Не прошло и нескольких минут, как рядом с Натальей Федоровной искренно молился и Николай Павлович. Наталья Федоровна встала первая с колен и пошатнулась. Силы снова начали оставлять ее.

Вскочивший Николай Павлович быстро поддержал ее и бережно довел до стула, стоявшего в глубине церкви. В последней царил таинственный полумрак, усугубляемый там и сям мерцающими неугасимыми лампадами, полуосвещающими строгие лица святых угодников, в готические решетчатые окна лил слабый сероватый свет пасмурного дня, на дворе, видимо, бушевал сильный ветер, и его порывы относили крупные дождевые капли, которые по временам мелкою дробью рассыпались по стеклам, нарушая царившую в храме благоговейную тишину.
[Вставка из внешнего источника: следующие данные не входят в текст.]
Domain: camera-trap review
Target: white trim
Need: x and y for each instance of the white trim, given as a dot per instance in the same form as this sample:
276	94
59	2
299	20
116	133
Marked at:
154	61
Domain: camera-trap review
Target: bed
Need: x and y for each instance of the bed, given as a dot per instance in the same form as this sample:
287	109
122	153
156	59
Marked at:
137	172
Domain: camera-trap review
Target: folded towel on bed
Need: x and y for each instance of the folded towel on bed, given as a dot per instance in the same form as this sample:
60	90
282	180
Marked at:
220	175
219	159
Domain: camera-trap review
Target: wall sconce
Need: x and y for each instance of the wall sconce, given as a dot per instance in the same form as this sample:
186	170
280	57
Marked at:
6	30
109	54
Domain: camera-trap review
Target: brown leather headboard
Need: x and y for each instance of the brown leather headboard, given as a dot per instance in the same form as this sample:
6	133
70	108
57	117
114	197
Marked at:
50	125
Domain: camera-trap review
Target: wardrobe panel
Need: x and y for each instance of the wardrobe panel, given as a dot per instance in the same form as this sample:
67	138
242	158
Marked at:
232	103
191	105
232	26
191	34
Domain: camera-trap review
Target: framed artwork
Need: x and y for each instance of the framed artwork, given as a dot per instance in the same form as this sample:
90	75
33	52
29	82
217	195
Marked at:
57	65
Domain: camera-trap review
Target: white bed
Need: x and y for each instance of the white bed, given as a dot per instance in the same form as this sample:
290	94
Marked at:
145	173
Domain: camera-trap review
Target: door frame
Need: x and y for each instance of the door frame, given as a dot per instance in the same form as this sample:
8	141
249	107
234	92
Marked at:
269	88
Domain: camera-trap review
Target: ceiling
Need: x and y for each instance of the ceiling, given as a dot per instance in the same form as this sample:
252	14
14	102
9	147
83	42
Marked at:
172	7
Сидевшая на стуле графиня Аракчеева и стоявший перед ней Зарудин некоторое время молчали, как бы подавленные окружающей обстановкой, и невольно вздрагивали, когда дробь крупного дождя раздавалась то в том, то в другом окне.

— Я весь внимание, графиня!.. — прервал первый Николай Павлович тягостное для них обоих молчание.

— О, не называйте меня так, — воскликнула она, — пусть я буду для вас прежней Натальей Хомутовой, вы не можете себе представить, какою дорогою ценою купила я этот громкий титул, и как мало цены придаю ему я именно вследствие этой ужасающей для меня дороговизны… Слушайте, я расскажу вам горькую повесть этих сравнительно немногих дней моей новой жизни…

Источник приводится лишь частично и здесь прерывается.